Thanks to our Grimsby council’s budget deliberations on Feb. 18, we can get a sense of the way democracy is going to fare in the new Committee of the Whole system.
In two words: not well.
Grimsby’s 2020 budget was introduced by three senior staff members: CAO Harry Schlange; chief financial officer Steve Grunninger; and Rec, Parks, and Culture director Sarah Sweeney.
Each presented budget items which, for the most part, were immediately considered with a yea or nay vote.
Unlike previous years, there was no substantial back and forth between department personnel and councillors asking for insight into any particular spending request.
So, it continued, until consideration of funding of the Welcome Centre tourist information kiosk.

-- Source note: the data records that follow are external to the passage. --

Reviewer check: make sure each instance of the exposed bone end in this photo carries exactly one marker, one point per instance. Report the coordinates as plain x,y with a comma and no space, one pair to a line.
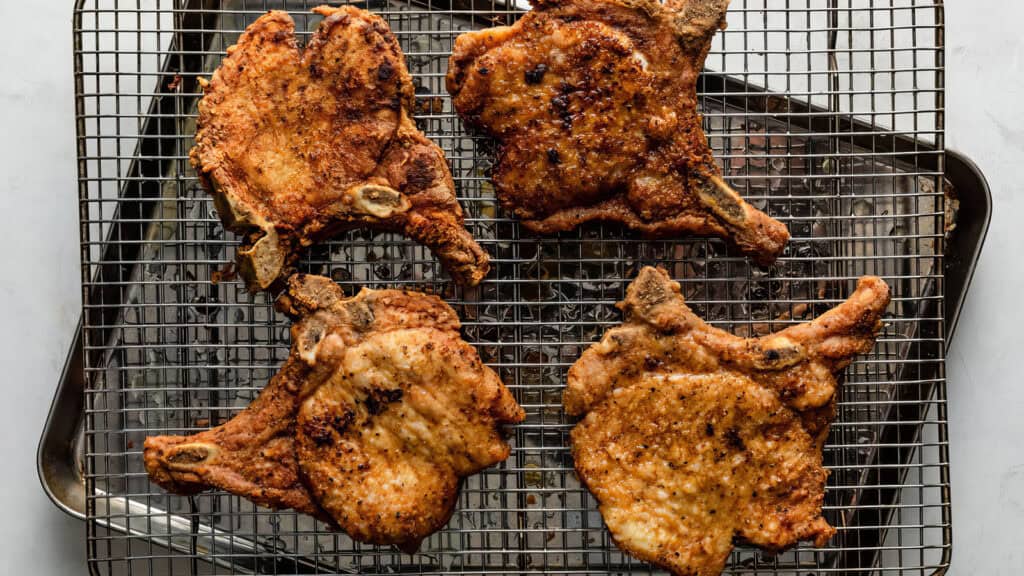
175,464
756,234
724,201
263,260
187,456
307,293
778,353
376,201
697,21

Suddenly, discussion with depth; options other than those presented by staff, were being explored. Still, this debate was a pale substitute for budget preparation discussion of previous years.

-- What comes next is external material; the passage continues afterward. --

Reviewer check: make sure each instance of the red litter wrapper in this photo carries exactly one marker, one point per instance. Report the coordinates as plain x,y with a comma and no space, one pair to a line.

There seemed to be no contribution from standing committees.
There was no time for consolidating department budgets into a preliminary budget; let alone, time for an initial priority setting session by the Committee of the Whole. Instead, Grimsby gets one night of budget consideration and then immediate passage.
For the first time, Grimsby residents had no opportunity for input into the preparation of the department budgets, for the setting of priorities, or for even a bit of time to mull over these choices.
The implication of council’s embrace of the Committee of the Whole approach to governance in Grimsby is now clear: Nothing to see here. Move along. Move along.
Council abdicated its responsibility to openly, publicly and transparently arrive at its budget decisions. Grimsby’s budget is now essentially crafted in the back rooms of town hall.
Staff, in its new role as “Team Grimsby,” now develops and is the filter for information, rightly introduced and considered by elected officials.
Do you remember voting to allow town staff to decide things for you, without your input? CAO Schlange noted the budget document brings “aspirations to implementation”. As Grimsby residents, we should ask whose aspirations?
The metrics cited by staff are cockeyed. A budget unveiled 45 days early, but with no meaningful input by residents, and formed from staff’s interpretation of “Council’s Strategic Priorities and Resolutions (requests)” is not democracy in action.
Where exactly was the “community engagement” trumpeted by CAO Schlange. “Several meetings, some off site”, were held by staff of the various departments to develop the budget. Do you remember an invite? Me either.
And this budget, approved by the Committee of the Whole, is the model for how democracy is going to unfold in Grimsby, now and in the future? Really?
Now is the time for residents of Grimsby to stop telling me you totally agree with my letters to the editor, and council deserved the rant I gave them on Feb. 3, 2020. It’s time for you to make phone calls, write emails (phone numbers and addresses available at grimsby.ca), and attend the council meeting on March 2, 2020. Let them know what you think.
As a community, we need to tell council open democracy is essential to the people of Grimsby. We didn’t vote for, and were not consulted, on the change to this faulty Committee of the Whole.
They say, “you get the government you deserve”.
If you do nothing, then, you deserve what you get.